Now, let’s try to tie this all together using a simplified example. Let’s say a fish acquired a mutation in an allele and she passed that allele onto her daughter. Let’s also say that the mutated allele is dominant and causes small fins (phenotype). As a consequence of her small fins, she will struggle to swim as fast or as well as her siblings, and she will be less adept at catching prey and more vulnerable to predation. Unfortunately due to her phenotype she will have a greater chance of not surviving to reproductive age where she would pass on the mutated allele to her offspring. If she dies before she reproduces, that allele will be purged, or eliminated, from the gene pool.

Conversely, a fish that acquires a mutation in an allele that gives her larger fins will have a higher probability of escaping predators and catching prey.

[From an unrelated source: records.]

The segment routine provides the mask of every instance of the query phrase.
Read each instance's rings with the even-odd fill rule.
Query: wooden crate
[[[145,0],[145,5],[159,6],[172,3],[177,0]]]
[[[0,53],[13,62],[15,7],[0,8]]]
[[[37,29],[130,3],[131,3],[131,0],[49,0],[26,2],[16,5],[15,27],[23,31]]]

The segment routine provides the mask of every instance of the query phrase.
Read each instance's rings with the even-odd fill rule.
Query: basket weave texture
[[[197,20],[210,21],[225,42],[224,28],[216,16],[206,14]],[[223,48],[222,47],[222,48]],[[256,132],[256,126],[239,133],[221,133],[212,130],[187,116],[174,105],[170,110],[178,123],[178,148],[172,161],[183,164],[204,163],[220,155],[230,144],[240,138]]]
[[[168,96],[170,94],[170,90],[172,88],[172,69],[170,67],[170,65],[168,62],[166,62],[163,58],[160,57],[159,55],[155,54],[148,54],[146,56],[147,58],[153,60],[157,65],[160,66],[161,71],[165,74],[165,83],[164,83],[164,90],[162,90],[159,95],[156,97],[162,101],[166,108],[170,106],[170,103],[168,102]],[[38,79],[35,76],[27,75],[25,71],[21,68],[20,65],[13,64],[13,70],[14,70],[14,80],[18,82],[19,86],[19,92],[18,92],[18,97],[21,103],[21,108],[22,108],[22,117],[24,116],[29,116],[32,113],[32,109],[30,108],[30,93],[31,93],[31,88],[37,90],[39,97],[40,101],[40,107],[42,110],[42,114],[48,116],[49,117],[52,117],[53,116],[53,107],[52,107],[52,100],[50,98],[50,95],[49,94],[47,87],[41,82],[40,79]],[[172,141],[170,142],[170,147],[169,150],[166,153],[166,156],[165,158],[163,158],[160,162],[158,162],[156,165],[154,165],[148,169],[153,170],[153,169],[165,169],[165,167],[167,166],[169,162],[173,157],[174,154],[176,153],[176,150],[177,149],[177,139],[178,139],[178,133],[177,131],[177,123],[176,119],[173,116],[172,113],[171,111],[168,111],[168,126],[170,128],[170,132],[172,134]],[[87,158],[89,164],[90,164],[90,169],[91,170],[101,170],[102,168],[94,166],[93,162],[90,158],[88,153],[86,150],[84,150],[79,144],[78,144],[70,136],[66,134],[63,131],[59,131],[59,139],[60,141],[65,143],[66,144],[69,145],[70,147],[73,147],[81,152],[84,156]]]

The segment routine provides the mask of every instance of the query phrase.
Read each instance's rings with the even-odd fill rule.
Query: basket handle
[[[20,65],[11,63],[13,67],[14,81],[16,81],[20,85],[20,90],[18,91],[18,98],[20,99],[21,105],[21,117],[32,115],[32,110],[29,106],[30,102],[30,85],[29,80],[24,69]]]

Therefore, she will be more likely to survive to reproductive age and pass along that mutated allele to her offspring. Furthermore, her offspring will now have an advantage over those fish without the allele, and they, again, will be more likely to survive and reproduce. Over successive generations, that allele will raise in frequency within the gene pool, so over time more and more fish within the population will have larger fins. The population as a whole will be more fit within that environment. Notice how the environment selected for those with larger fins and against those with smaller fins - this is natural selection. Notice how inaccurate it is to call this process of differential reproductive success, “random”, as many creationists tend to do. In fact, it is completely non-random.

Lastly, and as more of a side note, most creationists will say that the example I provide above describes the process of microevolution, or change in allele frequency within a population over time – and they would be right in making this assertion. As a general rule, they tend to agree that microevolution occurs; even they can’t deny that evolutionary phenomena such as antibiotic resistance in bacteria is a large problem. That being said, they generally do not accept macroevolutionary changes above the species level. However, this is silly because macroevolutionary changes occur via the same mechanisms as microevolutionary changes, just on a larger time scale. Saying that macroevolution can’t happen while microevolution can is like saying I can take a few steps forward but I will never reach the other side of the room: large changes occur by the accumulation of small intermediate changes.